Le 21 décembre 2018 |

Cette nuit dans l’hémicycle à 4h32, nous avons voté sur les annonces d’Emmanuel Macron faisant suite à la crise des Gilets jaunes.  Je me suis abstenue sur ce projet de loi.

 

Après 18 mois d’obstination, le Président de la République a reconnu une partie de ses erreurs. Avec mes collègues des Républicains, nous avons approuvé plusieurs des mesures de bon sens qui ont été annoncées, que nous proposions d’ailleurs depuis le début du quinquennat !

Malheureusement, nous constatons aussi aujourd’hui un décalage entre les annonces du Président et les mesures finalement décidées par votre Gouvernement.
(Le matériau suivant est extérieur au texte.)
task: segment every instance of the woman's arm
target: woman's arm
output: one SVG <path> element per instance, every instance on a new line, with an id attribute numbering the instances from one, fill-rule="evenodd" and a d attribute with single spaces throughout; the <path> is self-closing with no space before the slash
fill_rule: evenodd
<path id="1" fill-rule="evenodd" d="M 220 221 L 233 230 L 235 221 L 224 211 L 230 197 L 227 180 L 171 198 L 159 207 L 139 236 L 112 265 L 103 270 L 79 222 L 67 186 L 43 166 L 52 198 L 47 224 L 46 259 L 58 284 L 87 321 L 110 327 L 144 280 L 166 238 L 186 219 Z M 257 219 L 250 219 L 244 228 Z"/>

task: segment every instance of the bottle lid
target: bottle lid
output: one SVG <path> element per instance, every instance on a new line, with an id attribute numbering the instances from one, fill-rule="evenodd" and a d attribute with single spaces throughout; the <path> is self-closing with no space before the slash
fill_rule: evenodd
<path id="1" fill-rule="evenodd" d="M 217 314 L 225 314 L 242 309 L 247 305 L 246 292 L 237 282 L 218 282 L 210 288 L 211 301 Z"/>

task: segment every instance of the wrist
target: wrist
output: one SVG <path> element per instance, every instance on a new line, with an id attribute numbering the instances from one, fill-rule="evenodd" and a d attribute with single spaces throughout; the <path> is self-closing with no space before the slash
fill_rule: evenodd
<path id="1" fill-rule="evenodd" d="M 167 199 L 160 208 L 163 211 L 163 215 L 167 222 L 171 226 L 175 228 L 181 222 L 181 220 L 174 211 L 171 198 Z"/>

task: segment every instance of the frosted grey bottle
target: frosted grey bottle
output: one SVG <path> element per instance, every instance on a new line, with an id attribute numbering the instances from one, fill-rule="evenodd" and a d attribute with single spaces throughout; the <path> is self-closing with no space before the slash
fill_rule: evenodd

  •  Les retraités durement impactés par la CSG ne verront une annulation de la hausse que dans plus de 6 mois. Surtout, plus de 3 millions de retraités resteront sur le carreau, toujours autant taxé, car ils ne rentrent pas dans les critères.
  •  Finalement, alors qu’Emmanuel Macron nous a annoncé des heures supplémentaires défiscalisées, les salariés continueront de payer la CSG et la CRDS sur les heures supplémentaires, lesquelles resteront également soumises aux charges patronales ! Il n’y aura donc pas d’incitation pour les entreprises ni les employeurs à proposer des heures supplémentaires. On est très loin de la mesure de Nicolas Sarkozy de 2007 !
  •  Enfin, Emmanuel Macron a annoncé que le salaire d’un travailleur au SMIC augmentera de 100 euros par mois dès 2019. Là encore, c’est faux : 50 % des salariés au SMIC ne profiteront pas de cette revalorisation car leur conjoint gagne plus que le SMIC.

 

Surtout, ce texte n’est absolument pas financé. Malgré la croissance favorable des débuts, le Gouvernement refuse de réduire la dépense publique et choisi toujours d’augmenter la pression fiscale sur les ménages. Avec ces mesures, notre déficit s’établirait ainsi à 3,2% au lieu des 2,8% prévus initialement. La seule solution pour assurer la justice et l’équité : un vrai plan de baisse des dépenses pour pouvoir baisser les impôts, et un vrai plan de compétitivité des entreprises.